Zor değil mi Namık bunca sene geçti aradan ilk defa şimdi mi düşünüyorsun şimdi mi değerlendirebiliyorsun durumunu. Hadi ne duruyorsun bak aynaya çekinme evet bak işte tam orada hani karşında duran saçları genç yaşta kırlaşmış sen.Kırlaşmış mı ? Evet kabullenmeliyim bu saçların her bir teli bana ait isyan etmek neye yarar eskisi kadar gür değiller galiba. Ne yapıyorum ben bu aynada eski beni mi arıyorum.Ya gözlerimin altındaki bu mor halkalar içime atıp düğümlediğim sessiz haykırışlarım değil mi.Hayır Namık bırak artık bakma aynaya bakma ve görme yada dur bak ama gören gözlerle değil.Bak ama görme.Kandır kendini avut bu 35 yaşındaki ihtiyarı.

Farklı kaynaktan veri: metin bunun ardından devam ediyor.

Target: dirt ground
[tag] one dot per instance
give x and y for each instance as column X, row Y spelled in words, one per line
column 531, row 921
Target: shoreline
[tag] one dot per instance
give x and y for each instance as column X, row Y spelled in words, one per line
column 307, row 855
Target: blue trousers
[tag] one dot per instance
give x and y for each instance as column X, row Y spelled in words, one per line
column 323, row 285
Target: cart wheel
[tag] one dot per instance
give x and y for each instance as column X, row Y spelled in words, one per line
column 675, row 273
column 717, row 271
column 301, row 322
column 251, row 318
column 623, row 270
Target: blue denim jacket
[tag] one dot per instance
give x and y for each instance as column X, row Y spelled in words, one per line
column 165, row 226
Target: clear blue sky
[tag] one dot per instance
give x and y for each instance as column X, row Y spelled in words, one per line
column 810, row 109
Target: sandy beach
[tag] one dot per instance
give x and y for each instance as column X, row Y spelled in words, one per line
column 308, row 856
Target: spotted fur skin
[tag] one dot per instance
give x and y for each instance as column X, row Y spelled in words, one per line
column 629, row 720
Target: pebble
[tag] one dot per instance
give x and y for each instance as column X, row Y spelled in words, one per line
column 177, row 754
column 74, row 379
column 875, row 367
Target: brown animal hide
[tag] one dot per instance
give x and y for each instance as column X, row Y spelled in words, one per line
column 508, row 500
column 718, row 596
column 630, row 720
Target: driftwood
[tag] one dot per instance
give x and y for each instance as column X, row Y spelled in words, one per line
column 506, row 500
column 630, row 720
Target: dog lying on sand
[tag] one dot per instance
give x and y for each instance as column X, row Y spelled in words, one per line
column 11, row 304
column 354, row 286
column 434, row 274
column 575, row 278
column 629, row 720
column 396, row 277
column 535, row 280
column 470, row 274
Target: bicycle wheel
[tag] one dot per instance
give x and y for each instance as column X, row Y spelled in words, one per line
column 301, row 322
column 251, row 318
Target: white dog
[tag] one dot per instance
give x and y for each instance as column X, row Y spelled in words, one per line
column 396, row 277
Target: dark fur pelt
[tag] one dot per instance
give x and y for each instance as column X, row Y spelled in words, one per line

Peki ne oldu bana ne oldu da bugün bunları düşünüyorum.Bugünün diğerlerinden farkı ne.Her zaman ki gibi uyandım he zaman ne yapıyorsam onu yaptım.Ama bugün içimde bir isyan var.Bağırmak istiyorum avazım çıktığı kadar delice bağırmak. Yumruklarımı sıkmışım tırnaklarım etime girmiş daha yeni fark ediyorum. Acaba ne kadar zamandır bu haldeyim.Bu acıyı hissedemedim çünkü biliyorum daha büyüğü var içimde.Allahım galiba biliyorum evet bu acının bu isyanın nedenini biliyorum.Dün bir arkadaşımız işten ayrıldı.Yaşanan onca haksızlığı dile getirdi ne hissediyorsa ne düşünüyorsa kelimelere döktü ve biliyorum dökemediklerini de gözleriyle anlattı ve ayrıldı.Onu hala karşımda görür gibiyim.Çok heyecanlıydı yüzü kıpkırmızıydı sanki tenindeki her bir hücre isyan ediyordu.Namık abi dedi.Ben istifa ettim.Sonrasında ise ne konuştuysa bana anlattı o kadar ateşli anlatıyordu ki sanki karşısında ben yoktum onun karşısında o an 30 dakika önce konuştuğu amiri vardı.Caydırmaya çalıştım daha gençsin dedim abini dinle vazgeç git özür dile konuşurken kendinde olmadığını söyle.Bana baktı şimdi gözlerinin ateşi sönmüştü başka bir anlam vardı gözlerinde, vakurdu, başı dikti.Namık abi dedi benim ağzımdan söz geri dönüşü olmamak üzere bir kere çıkar, konuşmak kolaydır asıl zor olan söylediklerimizin arkasında durabilmektir.O an ona söylediklerimden utandım.Bu delikanlı cesur muydu ona cesur diyebilir miydim.Zengin bir ailenin tek oğluydu bu işten bu kadar kolay vazgeçtiğine göre ailesine mi güveniyordu yoksa her ne durumda olusa olsun yine de bu şekilde davranacak kadar idealist miydi.Acaba benim durumumda olsa benim gibi iki çocuğun geleceğini omuzlarında taşıyor olsa böyle davranır mıydı?Sen cesur musun Ahmet yoksa babanın mal varlığımı seni böyle dik yapan eğmeyen.Ben cesur değilim Ahmet ben yaşanan onca haksızlığa rağmen işi bırakamıyorum.Çocuklarım var Ahmet mecburum onlar benim fidanlarım ellerimle suluyorum ben onları, toprakları benim toprağım.Onlar için mecburum.Ne kadar isterdim istifa etmeyi ne kadar isterdim başı önüne eğik çalışan bunca kişi arasından kurtulup başımı dikleştirmeyi hayata gören gözlerle bakmaya karakterimi yeniden bulmayı.Sus Namık kendine gel içindeki bu isyana bir dur de artık.Sus Namık.Hadi hazırlan işe gitmen lazım.Evden ayrılmadan önce çocuklarına bak unutma senin yorgunluğun fiziksel değil senin ruhun yorgun ona güç verecek olan çocukların.Onlara bak onların senin sayende kuracakları iyi geleceği hayal et ve çık evden.Sen yoksun artık onlar var.